Une solution « en retrait »

Enfin, la détection d’un cheval de Troie « fait maison » a permis de tester à la fois l’antivirus et le pare-feu (firewall) de OneCare. Là aussi, le code malveillant n’a pas eu de mal à s’immiscer. Les trois antivirus écopent, précisons-le, d’un zéro pointé, avec néanmoins une petite exception pour Kaspersky qui émet quand même un message d’alerte. Mais « son message n’est pas suffisamment pertinent pour permettre à la grande majorité des utilisateurs de prendre une décision avisée », considère Eric Filiol.

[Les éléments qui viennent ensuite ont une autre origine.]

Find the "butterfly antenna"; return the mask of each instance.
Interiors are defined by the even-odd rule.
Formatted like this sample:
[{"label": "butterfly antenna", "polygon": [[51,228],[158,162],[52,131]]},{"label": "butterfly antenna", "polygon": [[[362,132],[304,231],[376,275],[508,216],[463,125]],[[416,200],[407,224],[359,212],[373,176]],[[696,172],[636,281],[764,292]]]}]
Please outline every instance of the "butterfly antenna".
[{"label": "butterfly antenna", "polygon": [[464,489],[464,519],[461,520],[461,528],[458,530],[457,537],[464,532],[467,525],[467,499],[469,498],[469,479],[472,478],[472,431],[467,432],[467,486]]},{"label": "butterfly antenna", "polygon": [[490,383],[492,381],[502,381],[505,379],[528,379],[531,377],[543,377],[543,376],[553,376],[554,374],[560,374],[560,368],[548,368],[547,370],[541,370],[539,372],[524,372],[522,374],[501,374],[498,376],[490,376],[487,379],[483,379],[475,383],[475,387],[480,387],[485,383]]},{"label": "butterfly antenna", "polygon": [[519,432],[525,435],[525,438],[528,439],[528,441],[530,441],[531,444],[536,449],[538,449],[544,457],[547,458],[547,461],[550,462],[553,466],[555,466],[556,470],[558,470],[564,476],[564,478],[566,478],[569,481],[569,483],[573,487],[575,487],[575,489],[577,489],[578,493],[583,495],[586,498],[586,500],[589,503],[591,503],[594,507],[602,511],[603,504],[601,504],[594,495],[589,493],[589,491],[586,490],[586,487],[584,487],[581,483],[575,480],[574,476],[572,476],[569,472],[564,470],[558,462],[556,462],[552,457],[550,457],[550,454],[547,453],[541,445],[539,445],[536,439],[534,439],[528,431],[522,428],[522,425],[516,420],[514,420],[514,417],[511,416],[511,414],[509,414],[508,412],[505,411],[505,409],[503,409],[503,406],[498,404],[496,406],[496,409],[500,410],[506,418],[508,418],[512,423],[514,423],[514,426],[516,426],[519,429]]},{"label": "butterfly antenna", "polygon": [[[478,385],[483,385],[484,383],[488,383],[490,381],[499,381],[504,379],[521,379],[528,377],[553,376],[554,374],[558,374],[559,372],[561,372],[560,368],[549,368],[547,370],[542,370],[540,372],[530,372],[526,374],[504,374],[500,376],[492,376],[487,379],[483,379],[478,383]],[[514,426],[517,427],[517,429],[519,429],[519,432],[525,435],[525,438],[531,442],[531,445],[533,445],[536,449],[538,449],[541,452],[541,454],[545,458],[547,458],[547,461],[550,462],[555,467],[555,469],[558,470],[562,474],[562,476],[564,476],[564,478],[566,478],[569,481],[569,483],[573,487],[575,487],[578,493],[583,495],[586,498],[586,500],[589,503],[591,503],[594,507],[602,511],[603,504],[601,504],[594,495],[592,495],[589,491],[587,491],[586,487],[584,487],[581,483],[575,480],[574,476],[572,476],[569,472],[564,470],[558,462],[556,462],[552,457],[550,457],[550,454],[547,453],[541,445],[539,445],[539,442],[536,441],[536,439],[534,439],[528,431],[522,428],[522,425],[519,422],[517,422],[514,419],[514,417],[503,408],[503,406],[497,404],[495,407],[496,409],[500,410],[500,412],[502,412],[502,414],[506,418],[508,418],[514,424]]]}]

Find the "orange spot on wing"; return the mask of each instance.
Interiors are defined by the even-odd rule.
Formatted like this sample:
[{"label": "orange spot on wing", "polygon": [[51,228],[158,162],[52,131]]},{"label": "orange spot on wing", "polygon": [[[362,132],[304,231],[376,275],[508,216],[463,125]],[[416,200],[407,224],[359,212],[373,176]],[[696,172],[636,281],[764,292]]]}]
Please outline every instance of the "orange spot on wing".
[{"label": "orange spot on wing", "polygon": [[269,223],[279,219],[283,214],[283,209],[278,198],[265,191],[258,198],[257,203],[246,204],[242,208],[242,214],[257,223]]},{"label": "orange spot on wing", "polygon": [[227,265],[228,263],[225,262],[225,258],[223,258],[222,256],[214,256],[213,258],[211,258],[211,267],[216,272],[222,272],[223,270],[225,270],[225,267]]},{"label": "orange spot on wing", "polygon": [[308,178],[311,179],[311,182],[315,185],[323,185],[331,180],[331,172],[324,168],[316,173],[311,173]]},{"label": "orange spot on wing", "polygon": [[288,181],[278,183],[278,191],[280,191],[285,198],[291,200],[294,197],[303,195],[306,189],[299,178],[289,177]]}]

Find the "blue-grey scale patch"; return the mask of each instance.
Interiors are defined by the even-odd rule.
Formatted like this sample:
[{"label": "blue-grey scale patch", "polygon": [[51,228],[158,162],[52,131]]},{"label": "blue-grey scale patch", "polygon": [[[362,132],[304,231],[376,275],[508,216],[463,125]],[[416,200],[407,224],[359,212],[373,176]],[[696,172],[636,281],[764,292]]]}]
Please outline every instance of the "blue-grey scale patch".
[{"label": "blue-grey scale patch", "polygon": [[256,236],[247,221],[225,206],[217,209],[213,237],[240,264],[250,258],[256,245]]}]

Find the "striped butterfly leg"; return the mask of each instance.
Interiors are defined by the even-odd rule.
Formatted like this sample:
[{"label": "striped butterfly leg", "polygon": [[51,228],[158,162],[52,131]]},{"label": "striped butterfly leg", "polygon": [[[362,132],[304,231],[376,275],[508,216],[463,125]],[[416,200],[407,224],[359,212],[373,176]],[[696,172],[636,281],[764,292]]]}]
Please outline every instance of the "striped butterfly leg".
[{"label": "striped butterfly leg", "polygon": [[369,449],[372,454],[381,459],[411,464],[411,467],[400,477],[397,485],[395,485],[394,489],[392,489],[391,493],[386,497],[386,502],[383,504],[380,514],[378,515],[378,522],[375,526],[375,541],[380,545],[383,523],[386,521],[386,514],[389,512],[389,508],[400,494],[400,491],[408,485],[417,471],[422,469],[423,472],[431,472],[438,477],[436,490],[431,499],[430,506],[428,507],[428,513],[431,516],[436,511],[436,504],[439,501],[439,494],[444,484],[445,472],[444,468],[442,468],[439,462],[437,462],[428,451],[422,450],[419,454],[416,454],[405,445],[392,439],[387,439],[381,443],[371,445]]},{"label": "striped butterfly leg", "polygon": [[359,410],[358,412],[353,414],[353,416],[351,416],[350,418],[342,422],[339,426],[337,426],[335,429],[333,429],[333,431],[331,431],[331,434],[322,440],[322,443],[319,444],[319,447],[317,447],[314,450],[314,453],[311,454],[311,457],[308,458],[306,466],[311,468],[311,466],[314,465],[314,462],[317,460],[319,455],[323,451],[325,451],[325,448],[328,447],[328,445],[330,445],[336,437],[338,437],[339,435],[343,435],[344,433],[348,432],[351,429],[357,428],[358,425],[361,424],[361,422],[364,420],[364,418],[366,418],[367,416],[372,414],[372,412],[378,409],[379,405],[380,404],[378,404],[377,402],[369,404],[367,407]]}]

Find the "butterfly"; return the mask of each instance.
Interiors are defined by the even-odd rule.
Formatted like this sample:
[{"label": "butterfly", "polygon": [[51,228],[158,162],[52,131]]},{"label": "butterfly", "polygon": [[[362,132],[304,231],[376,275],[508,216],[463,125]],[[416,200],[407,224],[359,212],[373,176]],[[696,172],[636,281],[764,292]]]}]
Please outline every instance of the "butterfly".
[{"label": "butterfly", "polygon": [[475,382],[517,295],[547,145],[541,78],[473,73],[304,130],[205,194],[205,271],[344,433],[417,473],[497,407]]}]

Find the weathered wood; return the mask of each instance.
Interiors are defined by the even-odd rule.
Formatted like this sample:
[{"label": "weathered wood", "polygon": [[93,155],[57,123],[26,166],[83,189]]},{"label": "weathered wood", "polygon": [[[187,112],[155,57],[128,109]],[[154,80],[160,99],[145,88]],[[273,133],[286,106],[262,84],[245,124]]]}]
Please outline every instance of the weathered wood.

En revanche, le firewall de OneCare a montré dans ce dernier cas une efficacité, toute relative néanmoins. Comparé à celui de Windows XP, également soumis à ce cheval de Troie, le pare-feu de OneCare émet quand même une alerte et peut éventuellement bloquer l’application suspecte selon le réglage défini par l’utilisateur. Testé également sur ce point, ZoneAlarm, de ZoneLabs, signale mais ne bloque pas l’attaque.

L’équipe de chercheurs du laboratoire de virologie et de cryptologie conclut après ces tests que « OneCare est donc en retrait par rapport à ses concurrents et, qu’à ce jour, il représente une solution encore imparfaite pour concurrencer sérieusement les produits bien établis. » Voilà une phrase qui, à n’en pas douter, fera réagir Microsoft.

(1) Dans le numéro 32 de la revue française MISC (Multi-system & Internet Security Cookbook).